By James Devitt
Wealthier minorities are more likely to receive subprime loans than are wealthier whites, according to an NYU study of Home Mortgage Disclosure Act (HMDA) data from 2006—the peak of the previous decade’s housing boom. Moreover, black and Latino applicants are more likely to be denied prime loans—even after controlling for gender and income.
The study, which was published in the journal Housing Policy Debate, was conducted by Jacob Faber, a doctoral Fellow at the Furman Center for Real Estate and Urban Policy and a doctoral candidate in sociology in the Graduate School of Arts and Science.
Faber analyzed data from HMDA, which covered 8,886 lending institutions in 2006. His analysis of loans showed that black home-purchase mortgage applicants were 2.8 times more likely, Latinos two times more likely, and Asians 1.1 times more likely to be denied a loan than were whites after controlling for borrower, loan, and geographic factors. However, across all racial groups, income was positively associated with loan approval—in other words, the wealthier the applicant, the more likely that applicant was approved for a loan.
However, upon approval, even wealthier black and Latino applicants received less-advantageous loan terms than did their white counterparts. Once they cleared the loan-approval hurdle, applications from Blacks and Latinos were 2.4 times more likely to result in a subprime loan than were those from whites. By contrast, Asians were 28 percent less likely than whites to be offered a subprime loan.

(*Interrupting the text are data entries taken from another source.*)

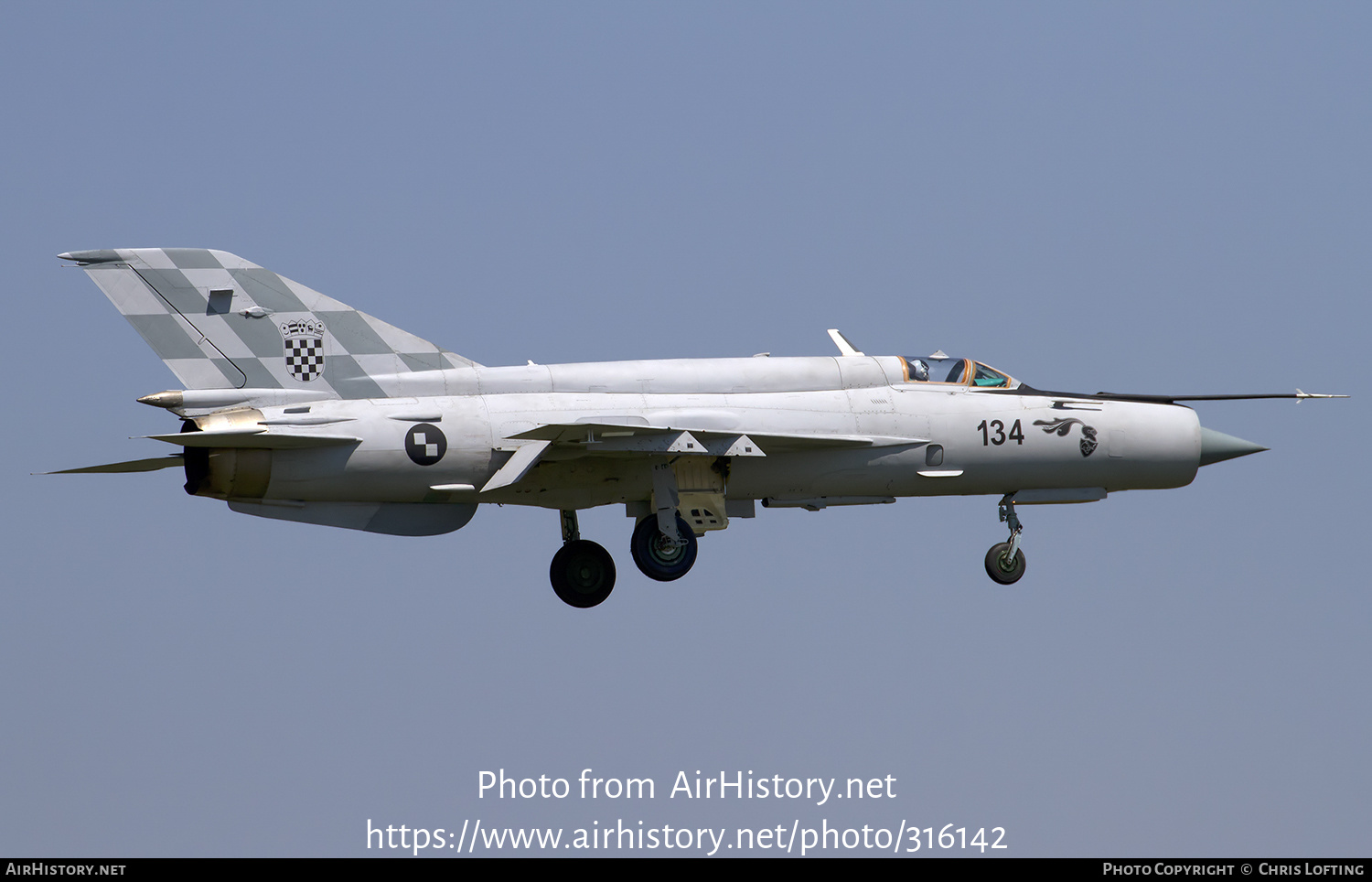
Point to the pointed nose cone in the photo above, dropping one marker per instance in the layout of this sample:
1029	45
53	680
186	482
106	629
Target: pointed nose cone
1217	446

“Lenders have argued that subprime loans, with their higher costs, were intended to pass more of the risk along to borrowers they deemed less likely to meet the repayment schedule of a mortgage loan,” explains Faber. “But these findings don’t substantiate lender claims that subprime loans were for riskier borrowers—higher incomes, regardless of race, should have indicated lower risk for the lender and less need for a high cost loan.”